Michael J. Basset, el director de “Solomon Kane” (2009), se nutre de un par de puntos a favor. Uno es la estética (entre gótica, oscura y definitivamente demoníaca), apoyada por muy buenos trabajos en fotografía, dirección de arte y efectos de maquillaje. El otro es un elenco sólido que trabaja mucho para darles credibilidad a sus personajes. Con una excepción: la protagonista Adelaide Clemens. Sus tres o cuatro gestos se mofan del género. En su faceta de “buena”, no hay una sola escena o diálogo en donde se pueda vislumbrar sentimiento alguno. Ni siquiera en los dos o tres momentos de transición con el padre, por lo que el resto debe hacer esfuerzos extra para sacar adelante cada toma, por cierto con buenas apariciones de Carry Ann-Moss y Malcom McDowell, quienes justifican los ceros de sus cheques, aunque uno se pregunte si estaban tan necesitados.

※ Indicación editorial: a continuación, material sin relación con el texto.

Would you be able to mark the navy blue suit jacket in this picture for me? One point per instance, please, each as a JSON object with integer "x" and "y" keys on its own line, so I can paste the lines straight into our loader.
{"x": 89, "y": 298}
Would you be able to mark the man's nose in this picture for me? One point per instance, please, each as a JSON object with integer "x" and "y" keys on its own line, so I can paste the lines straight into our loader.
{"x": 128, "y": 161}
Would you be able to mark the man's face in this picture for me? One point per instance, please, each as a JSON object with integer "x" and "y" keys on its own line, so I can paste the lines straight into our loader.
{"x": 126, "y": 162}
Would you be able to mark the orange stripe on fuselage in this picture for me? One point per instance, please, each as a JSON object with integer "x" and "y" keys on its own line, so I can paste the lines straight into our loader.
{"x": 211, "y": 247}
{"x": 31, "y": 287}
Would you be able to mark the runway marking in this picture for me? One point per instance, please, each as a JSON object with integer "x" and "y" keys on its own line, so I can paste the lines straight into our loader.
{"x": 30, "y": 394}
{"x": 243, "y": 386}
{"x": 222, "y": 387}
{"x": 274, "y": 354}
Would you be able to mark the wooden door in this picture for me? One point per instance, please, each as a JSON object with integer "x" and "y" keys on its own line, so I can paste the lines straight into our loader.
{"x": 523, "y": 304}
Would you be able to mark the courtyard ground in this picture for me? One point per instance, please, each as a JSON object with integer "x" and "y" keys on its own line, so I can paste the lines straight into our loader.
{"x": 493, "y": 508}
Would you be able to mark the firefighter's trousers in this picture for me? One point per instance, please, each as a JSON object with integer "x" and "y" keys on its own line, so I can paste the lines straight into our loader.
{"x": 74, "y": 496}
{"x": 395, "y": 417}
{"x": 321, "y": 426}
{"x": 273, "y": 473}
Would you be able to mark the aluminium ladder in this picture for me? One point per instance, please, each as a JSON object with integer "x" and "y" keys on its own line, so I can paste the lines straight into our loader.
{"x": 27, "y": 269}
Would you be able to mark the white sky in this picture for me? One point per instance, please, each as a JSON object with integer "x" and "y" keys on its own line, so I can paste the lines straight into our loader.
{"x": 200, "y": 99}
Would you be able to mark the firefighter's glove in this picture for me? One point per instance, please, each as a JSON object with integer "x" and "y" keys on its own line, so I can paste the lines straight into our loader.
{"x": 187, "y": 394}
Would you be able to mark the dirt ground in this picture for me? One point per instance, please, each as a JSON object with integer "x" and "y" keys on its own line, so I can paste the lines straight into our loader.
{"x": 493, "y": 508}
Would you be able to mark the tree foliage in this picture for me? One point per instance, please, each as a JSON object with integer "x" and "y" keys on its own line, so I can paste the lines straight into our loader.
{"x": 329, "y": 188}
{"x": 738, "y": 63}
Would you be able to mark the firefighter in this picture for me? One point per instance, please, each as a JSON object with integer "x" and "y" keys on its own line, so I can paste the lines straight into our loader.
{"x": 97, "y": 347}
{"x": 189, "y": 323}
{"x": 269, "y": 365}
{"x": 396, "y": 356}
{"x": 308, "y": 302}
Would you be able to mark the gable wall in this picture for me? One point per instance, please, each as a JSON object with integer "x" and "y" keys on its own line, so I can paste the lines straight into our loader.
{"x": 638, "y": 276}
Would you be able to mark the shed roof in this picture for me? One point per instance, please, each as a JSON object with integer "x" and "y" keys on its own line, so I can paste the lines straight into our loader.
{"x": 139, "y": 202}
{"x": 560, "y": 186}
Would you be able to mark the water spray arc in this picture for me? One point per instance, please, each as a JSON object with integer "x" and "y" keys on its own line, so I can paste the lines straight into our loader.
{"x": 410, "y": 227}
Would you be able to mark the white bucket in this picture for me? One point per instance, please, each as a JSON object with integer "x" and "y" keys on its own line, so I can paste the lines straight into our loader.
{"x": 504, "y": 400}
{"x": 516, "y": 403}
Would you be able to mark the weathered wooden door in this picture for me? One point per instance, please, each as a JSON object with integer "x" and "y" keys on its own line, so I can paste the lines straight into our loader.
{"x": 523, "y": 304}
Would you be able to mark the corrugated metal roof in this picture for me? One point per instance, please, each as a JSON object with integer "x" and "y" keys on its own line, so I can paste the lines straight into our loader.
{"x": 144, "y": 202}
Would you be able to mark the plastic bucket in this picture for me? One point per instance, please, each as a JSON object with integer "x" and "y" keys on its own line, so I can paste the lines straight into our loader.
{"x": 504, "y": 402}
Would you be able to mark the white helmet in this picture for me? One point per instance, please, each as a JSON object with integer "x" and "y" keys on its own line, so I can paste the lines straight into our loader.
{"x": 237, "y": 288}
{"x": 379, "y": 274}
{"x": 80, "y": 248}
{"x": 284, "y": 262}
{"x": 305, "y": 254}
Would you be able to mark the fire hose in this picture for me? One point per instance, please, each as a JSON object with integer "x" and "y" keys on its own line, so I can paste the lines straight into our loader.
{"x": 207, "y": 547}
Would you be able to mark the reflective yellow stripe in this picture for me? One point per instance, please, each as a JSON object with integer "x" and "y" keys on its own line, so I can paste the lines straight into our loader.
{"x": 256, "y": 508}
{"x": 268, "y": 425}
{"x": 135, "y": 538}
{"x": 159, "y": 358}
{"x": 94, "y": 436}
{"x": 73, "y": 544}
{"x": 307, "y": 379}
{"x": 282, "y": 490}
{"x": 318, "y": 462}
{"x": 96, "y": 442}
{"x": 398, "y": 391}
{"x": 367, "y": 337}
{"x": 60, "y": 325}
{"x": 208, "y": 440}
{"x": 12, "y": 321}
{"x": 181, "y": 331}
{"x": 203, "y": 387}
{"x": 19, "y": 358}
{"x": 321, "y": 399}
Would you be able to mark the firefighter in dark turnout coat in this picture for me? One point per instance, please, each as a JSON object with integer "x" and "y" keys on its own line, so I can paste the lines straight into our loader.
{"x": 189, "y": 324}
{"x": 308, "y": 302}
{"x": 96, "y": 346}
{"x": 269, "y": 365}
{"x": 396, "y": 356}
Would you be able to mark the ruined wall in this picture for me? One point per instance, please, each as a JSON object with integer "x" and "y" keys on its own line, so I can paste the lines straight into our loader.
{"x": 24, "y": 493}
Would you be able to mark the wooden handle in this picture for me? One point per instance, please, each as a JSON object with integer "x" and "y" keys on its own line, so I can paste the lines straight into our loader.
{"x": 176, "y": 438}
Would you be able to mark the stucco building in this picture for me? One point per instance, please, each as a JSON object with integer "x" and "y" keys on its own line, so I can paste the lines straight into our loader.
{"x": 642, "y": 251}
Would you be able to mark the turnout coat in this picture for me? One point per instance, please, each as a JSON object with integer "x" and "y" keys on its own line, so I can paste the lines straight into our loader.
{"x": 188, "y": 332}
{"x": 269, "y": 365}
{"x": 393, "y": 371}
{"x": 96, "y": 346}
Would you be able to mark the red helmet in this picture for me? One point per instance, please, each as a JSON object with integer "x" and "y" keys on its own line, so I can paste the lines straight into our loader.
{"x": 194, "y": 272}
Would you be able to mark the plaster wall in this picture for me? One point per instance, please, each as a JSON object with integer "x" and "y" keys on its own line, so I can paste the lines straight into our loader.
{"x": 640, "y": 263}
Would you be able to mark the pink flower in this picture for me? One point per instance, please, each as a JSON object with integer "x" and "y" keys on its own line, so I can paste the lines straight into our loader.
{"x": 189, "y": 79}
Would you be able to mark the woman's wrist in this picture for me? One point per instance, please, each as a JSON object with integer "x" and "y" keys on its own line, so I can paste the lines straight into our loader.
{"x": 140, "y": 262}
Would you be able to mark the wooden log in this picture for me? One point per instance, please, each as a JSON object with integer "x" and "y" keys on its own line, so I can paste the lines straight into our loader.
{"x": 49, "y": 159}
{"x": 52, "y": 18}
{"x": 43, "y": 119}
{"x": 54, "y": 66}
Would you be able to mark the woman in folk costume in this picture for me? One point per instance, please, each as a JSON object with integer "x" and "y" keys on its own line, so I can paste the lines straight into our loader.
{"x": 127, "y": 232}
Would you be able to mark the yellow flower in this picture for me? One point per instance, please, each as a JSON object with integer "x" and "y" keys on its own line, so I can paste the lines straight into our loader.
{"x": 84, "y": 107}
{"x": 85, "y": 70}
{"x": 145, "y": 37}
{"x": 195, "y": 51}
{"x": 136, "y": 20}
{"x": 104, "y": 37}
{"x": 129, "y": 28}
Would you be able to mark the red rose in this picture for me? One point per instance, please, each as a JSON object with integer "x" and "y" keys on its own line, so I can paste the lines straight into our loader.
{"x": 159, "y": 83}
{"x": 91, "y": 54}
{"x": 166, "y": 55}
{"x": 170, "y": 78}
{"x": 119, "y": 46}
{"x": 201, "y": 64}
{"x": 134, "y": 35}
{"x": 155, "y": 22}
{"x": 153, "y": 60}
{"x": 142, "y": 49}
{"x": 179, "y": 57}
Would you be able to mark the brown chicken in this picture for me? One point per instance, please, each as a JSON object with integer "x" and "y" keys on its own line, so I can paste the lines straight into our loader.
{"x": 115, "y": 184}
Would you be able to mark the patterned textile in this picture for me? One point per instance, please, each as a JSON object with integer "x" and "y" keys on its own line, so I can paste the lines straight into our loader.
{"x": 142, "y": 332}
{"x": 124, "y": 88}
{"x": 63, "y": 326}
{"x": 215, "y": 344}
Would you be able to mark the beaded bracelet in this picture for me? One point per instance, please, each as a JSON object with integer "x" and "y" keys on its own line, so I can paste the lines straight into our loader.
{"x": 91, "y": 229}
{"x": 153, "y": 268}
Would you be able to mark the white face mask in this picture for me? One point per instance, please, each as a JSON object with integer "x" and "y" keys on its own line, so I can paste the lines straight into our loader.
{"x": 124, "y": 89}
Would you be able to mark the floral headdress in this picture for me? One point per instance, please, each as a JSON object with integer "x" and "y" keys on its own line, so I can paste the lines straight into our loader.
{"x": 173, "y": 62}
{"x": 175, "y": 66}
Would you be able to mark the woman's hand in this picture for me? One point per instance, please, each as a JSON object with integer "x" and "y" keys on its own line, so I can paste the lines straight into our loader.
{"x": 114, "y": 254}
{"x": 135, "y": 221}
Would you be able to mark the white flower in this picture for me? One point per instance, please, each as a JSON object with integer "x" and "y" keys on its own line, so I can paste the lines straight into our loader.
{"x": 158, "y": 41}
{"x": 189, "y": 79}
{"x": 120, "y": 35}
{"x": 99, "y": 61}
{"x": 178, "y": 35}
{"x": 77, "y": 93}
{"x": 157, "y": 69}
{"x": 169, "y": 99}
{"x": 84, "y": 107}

Pero supongamos que esto es subjetivo y que yo estaba de mal humor. Bien, la actriz no es el problema principal de la secuela; sino el ritmo cansino, eternamente discursivo y redundante que el director le imprime al ritmo de la narración.

Hacia la mitad de la proyección el espectador no sólo intuye todo lo que va a suceder (incluido lo que se pretende como factor sorpresa), sino que también es presa de una sobre explicación de la cual no puede obtenerse más que un ataque de bostezos.

Todo lo bueno que tiene desde el punto de vista visual, se va diluyendo por un argumento chato que para este género es dar demasiada ventaja. Es como si el realizador estuviera tan perdido como el jugador que agarra el joystick por primera vez y pasa una y cien veces por el mismo lugar hasta sortear la dificultad que le permite superar cada etapa. La diferencia es que el jugador parte de un compromiso con el juego. Quiere llegar al final aún perdiendo tiempo en medio del clima generado por los efectos visuales y sonoros. Para jugar está bien, para el cine es fatal.